第10話冒頭、いわゆる1周目(第10話は各ループが連続して起こった様にも捉えられる描き方になっているが、虚淵玄氏の発言*2では第10話に描かれたループが全てではない事が示唆されており、ここでは飽くまでも名目上「○周目」という言い方をする。以下「いわゆる」と一々付けないが同様に解釈されたい)の暁美ほむらは病弱で長い入院生活を経ており、自己評価がかなり低い。「人に迷惑ばっかりかけて」という言葉の裏には、入院生活で両親を始めとした人々への申し訳なさ、負債感とでも言うべきものを募らせてきた生育歴を窺う事ができる。

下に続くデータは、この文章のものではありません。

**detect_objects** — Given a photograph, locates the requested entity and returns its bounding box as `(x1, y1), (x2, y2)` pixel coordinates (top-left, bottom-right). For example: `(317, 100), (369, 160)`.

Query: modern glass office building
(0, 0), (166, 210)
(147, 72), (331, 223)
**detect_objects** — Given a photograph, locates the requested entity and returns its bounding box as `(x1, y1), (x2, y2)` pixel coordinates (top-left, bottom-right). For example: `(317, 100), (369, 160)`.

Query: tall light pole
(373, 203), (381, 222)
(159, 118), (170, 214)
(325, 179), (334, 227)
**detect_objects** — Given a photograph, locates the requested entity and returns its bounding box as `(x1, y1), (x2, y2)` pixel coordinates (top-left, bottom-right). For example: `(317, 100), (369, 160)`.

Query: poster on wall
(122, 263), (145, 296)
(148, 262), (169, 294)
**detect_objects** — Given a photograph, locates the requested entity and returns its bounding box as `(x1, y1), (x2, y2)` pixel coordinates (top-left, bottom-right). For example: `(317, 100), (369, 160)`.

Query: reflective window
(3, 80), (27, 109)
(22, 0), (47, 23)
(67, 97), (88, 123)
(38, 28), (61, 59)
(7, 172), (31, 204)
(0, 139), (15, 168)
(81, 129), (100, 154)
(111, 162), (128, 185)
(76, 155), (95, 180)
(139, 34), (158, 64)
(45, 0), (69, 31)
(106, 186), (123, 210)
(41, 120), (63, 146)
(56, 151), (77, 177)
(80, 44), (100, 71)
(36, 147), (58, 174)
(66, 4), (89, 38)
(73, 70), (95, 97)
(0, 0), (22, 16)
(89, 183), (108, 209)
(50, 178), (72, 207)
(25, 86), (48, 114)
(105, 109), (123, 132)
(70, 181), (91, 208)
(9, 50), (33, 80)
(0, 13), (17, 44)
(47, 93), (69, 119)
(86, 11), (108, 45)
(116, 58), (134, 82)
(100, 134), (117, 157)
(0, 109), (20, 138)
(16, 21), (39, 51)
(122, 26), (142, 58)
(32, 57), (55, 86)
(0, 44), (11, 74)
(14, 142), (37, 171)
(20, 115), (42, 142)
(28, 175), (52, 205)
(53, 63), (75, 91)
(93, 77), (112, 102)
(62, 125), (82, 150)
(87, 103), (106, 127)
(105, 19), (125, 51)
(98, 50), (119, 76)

その負の感情が増幅し切った淵で、ほむらは魔法少女という存在に出会う。魔女を倒した時、魔法少女についての話を聴く時の、鹿目まどか巴マミを見る瞳には、ほむらの憧れ*3の芽生えを見て取れる。(この辺りの流れは本編のまどかと相似している。)そしてワルプルギスにまどかが敗れた時、ほむらは「彼女を守る私になりたい」と願う。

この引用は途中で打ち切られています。